The Guardian (surprise!) has an author who’s pulling the panic switch, this time on the reduction of oxygen in the atmosphere.
The author’s premise– increased CO2 in the atmosphere and decreased forests = a fatal decline in oxygen concentrations.
The problem is interesting, and blaming internal combustion is almost silly. The global concentration of CO2 on the planet is 345 ppm (or, 0.0345%). Let’s assume for arguments sake that all 345 ppm is from petroleum burning (which we know it’s not). Now, the molar ratio of carbon to oxygen is 1:2, so it takes two moles of oxygen to bind to one mole of carbon. So, if all 345 ppm of carbon come from burning, then it would remove a similar amount of oxygen from the atmosphere. In fact, to cause a percentage decrease in oxygen concentration on a global scale, there would have to be about 10000 ppm of CO2 in the atmosphere, or 1%.

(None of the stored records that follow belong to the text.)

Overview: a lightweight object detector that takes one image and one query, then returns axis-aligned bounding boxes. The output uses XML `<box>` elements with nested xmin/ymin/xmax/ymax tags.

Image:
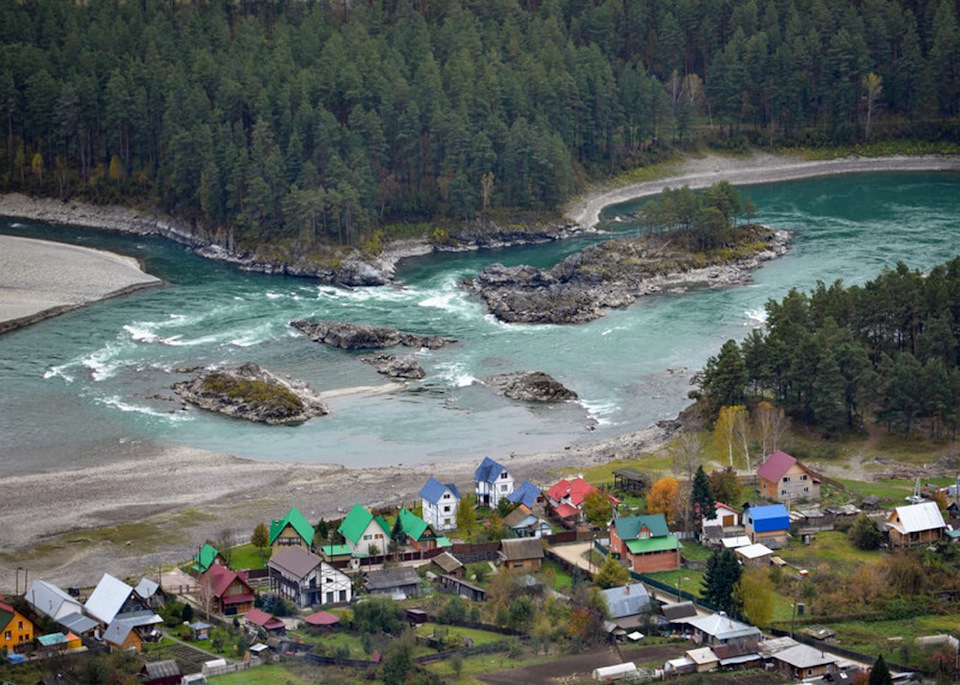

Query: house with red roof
<box><xmin>757</xmin><ymin>450</ymin><xmax>820</xmax><ymax>504</ymax></box>
<box><xmin>199</xmin><ymin>564</ymin><xmax>254</xmax><ymax>616</ymax></box>
<box><xmin>546</xmin><ymin>476</ymin><xmax>619</xmax><ymax>525</ymax></box>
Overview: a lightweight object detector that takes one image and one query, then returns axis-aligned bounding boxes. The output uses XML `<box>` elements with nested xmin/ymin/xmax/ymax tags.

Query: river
<box><xmin>0</xmin><ymin>172</ymin><xmax>960</xmax><ymax>475</ymax></box>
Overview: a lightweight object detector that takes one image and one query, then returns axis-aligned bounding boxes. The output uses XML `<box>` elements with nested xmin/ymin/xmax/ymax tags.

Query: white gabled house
<box><xmin>473</xmin><ymin>457</ymin><xmax>514</xmax><ymax>509</ymax></box>
<box><xmin>420</xmin><ymin>476</ymin><xmax>460</xmax><ymax>531</ymax></box>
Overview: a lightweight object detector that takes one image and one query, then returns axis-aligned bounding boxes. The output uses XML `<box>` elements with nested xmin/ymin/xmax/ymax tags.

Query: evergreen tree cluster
<box><xmin>0</xmin><ymin>0</ymin><xmax>960</xmax><ymax>247</ymax></box>
<box><xmin>696</xmin><ymin>258</ymin><xmax>960</xmax><ymax>437</ymax></box>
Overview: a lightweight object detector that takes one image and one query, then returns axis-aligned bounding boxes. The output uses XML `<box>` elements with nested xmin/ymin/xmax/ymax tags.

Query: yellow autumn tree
<box><xmin>713</xmin><ymin>404</ymin><xmax>747</xmax><ymax>468</ymax></box>
<box><xmin>647</xmin><ymin>476</ymin><xmax>680</xmax><ymax>521</ymax></box>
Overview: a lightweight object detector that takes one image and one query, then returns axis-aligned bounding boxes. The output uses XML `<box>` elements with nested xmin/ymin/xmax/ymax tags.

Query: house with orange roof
<box><xmin>199</xmin><ymin>564</ymin><xmax>254</xmax><ymax>616</ymax></box>
<box><xmin>546</xmin><ymin>476</ymin><xmax>620</xmax><ymax>525</ymax></box>
<box><xmin>757</xmin><ymin>450</ymin><xmax>820</xmax><ymax>504</ymax></box>
<box><xmin>0</xmin><ymin>601</ymin><xmax>34</xmax><ymax>654</ymax></box>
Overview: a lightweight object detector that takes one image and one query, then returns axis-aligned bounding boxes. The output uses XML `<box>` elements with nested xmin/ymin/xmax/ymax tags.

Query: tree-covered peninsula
<box><xmin>0</xmin><ymin>0</ymin><xmax>960</xmax><ymax>252</ymax></box>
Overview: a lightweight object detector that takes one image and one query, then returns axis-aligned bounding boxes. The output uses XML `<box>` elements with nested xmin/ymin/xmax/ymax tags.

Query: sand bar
<box><xmin>0</xmin><ymin>235</ymin><xmax>161</xmax><ymax>333</ymax></box>
<box><xmin>0</xmin><ymin>154</ymin><xmax>960</xmax><ymax>592</ymax></box>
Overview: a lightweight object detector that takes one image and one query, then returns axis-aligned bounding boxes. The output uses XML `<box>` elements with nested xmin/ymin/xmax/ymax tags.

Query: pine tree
<box><xmin>690</xmin><ymin>464</ymin><xmax>717</xmax><ymax>521</ymax></box>
<box><xmin>701</xmin><ymin>549</ymin><xmax>743</xmax><ymax>612</ymax></box>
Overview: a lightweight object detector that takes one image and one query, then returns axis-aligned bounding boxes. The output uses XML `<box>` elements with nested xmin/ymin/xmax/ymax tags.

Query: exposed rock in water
<box><xmin>483</xmin><ymin>371</ymin><xmax>577</xmax><ymax>402</ymax></box>
<box><xmin>472</xmin><ymin>226</ymin><xmax>789</xmax><ymax>324</ymax></box>
<box><xmin>290</xmin><ymin>321</ymin><xmax>456</xmax><ymax>350</ymax></box>
<box><xmin>360</xmin><ymin>353</ymin><xmax>427</xmax><ymax>380</ymax></box>
<box><xmin>172</xmin><ymin>362</ymin><xmax>330</xmax><ymax>425</ymax></box>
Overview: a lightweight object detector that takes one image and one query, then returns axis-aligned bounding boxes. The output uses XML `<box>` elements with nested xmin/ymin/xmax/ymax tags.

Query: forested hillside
<box><xmin>0</xmin><ymin>0</ymin><xmax>960</xmax><ymax>251</ymax></box>
<box><xmin>697</xmin><ymin>258</ymin><xmax>960</xmax><ymax>437</ymax></box>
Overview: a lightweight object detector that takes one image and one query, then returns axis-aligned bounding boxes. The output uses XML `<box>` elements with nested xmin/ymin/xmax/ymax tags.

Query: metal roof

Now, I’m being a little liberal with math here, and there are other variables. Depending on the hydrocarbon burned, the amount of oxygen varies, and there’s also generation of water, which consumes oxygen as well. But the amount of oxygen consumed per carbon is still minimal.
The panic sets in when the uniformed look at a molar equation. Octane is C8H18. To burn it in a balanced form you’d get the following equation. 2 C8H18 + 25 O2 –> 16 CO2 + 18 H2O. That is, to generate 34 moles of gas (CO2 and H2O), you need 25 moles of O2. The uniformed eye would look at the amount of oxygen consumed by the octane and start to panic– and it is quite a ratio! But the atmospheric concentrations is what you want to look at, and the amounts of CO2 in the atmosphere give away just how much oxygen is being consumed.
I think this statement in the article says it all:
I am not a scientist, but this seems a reasonable concern.
Well, I’m not a journalist, but I do believe you’re a moron.